Show that there is at least one pair $(x, y)$ with $x\ne y$ such that the determinant of $A(x, y)$ is equal to the determinant of $A(y, x)$.

Question

Consider the matrix

$$A(x, y) = \begin{pmatrix} x & 1 & 2 \\ 2 & x & 1 \\ 1 & y & x \end{pmatrix}$$

with $x, y \in \mathbb{R}$. I have to show that there exists at least one pair $(x, y) \in \mathbb{R}^2$ with $x \ne y$ such that the determinant of $A(x, y)$ is equal to the determinant of $A(y, x)$.
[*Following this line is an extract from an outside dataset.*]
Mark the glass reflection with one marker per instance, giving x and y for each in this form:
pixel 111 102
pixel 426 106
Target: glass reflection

I found $D(x, y)$, the determinat of $A(x, y)$, to be

$$D(x, y) = x(x^2 - y) + 4y -4x + 1$$

So I need to solve:

$$D(x, y) = D(y, x)$$

$$x(x^2 - y) + 4y -4x + 1 = y(y^2 - x) + 4x -4y + 1$$

$$x^3 - y^3 -2xy -8x + 8y = 0$$

$$(x - y)(x^2 + xy + y^2) - 2xy -8(x - y) =0$$

$$(x - y) (x^2 + xy + y^2 -8) - 2xy = 0$$

What now? I wasn't able to guess $x$ and $y$. How should I solve this? Is there a better, more efficient method?

Answer 1

You’ve made an algebraic error. The $-xy$ terms of both determinants cancel, leaving $$x^3-8x=y^3-8y$$ instead of what you had. With this correction, I expect that you can find a solution on your own.

Answer 2

Since$$D(x,0)-D(0,x)=x^3-8x=x(x^2-8),$$simply take $x=\pm2\sqrt2$.